Quelques jours après l’adoption de la loi portant libertés religieuses et la suspension de deux prédicateurs accusés d’avoir tenu des propos jugés radicaux, plusieurs leaders religieux et acteurs du monde éducatif se sont exprimés ce 24 juin 2026 pour appeler à l’apaisement et à la cohésion sociale.
Le débat sur la liberté religieuse fait débat au Burkina Faso. Le Gouvernement a sonné la fin de la récréation avec l’adoption d’une loi encadrant la liberté religieuse au Burkina Faso.

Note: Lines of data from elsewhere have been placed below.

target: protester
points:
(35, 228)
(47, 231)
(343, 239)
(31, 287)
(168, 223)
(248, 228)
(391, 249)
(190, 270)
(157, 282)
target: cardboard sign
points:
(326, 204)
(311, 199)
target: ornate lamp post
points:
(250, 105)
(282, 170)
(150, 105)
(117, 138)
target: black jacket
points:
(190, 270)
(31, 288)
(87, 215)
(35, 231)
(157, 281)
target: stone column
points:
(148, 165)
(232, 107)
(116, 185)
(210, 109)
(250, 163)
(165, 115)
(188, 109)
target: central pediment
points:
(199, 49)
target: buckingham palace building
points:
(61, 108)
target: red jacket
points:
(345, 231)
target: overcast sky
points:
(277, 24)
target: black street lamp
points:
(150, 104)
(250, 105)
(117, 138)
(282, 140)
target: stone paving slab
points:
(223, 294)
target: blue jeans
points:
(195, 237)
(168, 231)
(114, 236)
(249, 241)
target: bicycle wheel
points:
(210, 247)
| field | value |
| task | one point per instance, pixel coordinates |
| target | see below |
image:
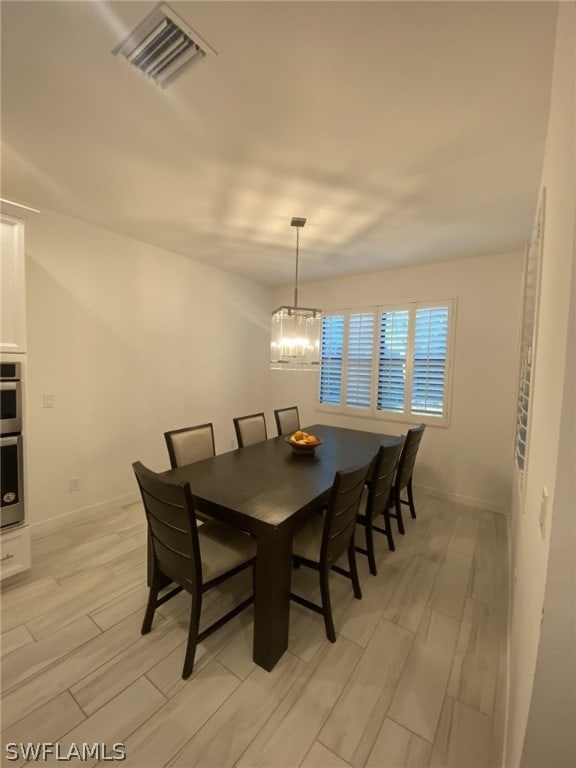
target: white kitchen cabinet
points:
(12, 276)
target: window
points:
(388, 362)
(527, 340)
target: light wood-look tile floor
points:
(416, 677)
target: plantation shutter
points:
(529, 315)
(429, 366)
(359, 368)
(332, 342)
(393, 344)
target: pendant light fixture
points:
(295, 338)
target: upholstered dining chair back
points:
(324, 538)
(376, 499)
(341, 513)
(408, 456)
(404, 474)
(381, 478)
(287, 420)
(250, 429)
(190, 444)
(190, 557)
(172, 526)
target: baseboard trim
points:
(52, 523)
(468, 501)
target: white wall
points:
(530, 551)
(468, 461)
(133, 341)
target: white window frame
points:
(407, 416)
(528, 337)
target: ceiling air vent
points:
(163, 46)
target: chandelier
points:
(295, 337)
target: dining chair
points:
(250, 429)
(404, 473)
(188, 445)
(325, 538)
(194, 558)
(376, 498)
(287, 420)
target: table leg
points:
(272, 598)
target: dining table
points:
(269, 491)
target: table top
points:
(268, 485)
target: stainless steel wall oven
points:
(11, 445)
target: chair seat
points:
(308, 540)
(363, 503)
(222, 548)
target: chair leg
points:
(354, 572)
(192, 636)
(150, 607)
(398, 506)
(370, 546)
(326, 606)
(411, 499)
(388, 526)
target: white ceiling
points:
(405, 132)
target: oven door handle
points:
(12, 440)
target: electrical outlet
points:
(74, 484)
(543, 519)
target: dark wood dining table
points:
(269, 491)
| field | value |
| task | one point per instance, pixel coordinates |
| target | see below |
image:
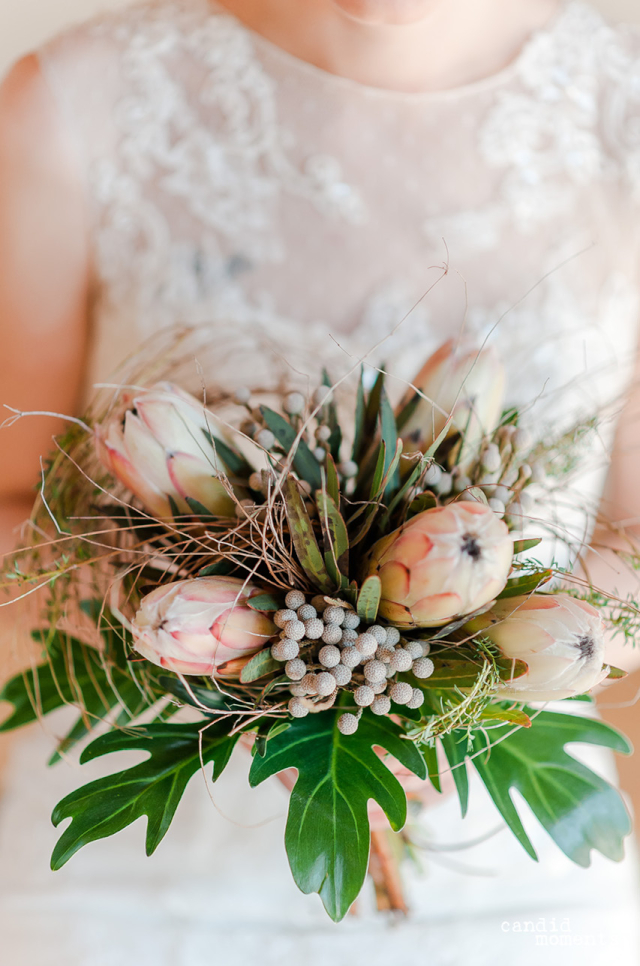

Selon le Gouvernement cette loi n’interdit à aucun citoyen la pratique de sa religion. Chacun en est libre de pratiquer sa religion. Cependant cette pratique est désormais encadré par une loi.

Se prononçant sur cette loi, Salifou Sawadogo, imam a salué l’initiative qu’il juge bonne tout en appelant à la cohésion sociale. « Toute action collective ou individuelle doit s’inscrire dans le respect des lois et des institutions en place », a-t-il déclaré.
Selon lui, l’intérêt général exige la préservation de la stabilité sociale et du dialogue pacifique.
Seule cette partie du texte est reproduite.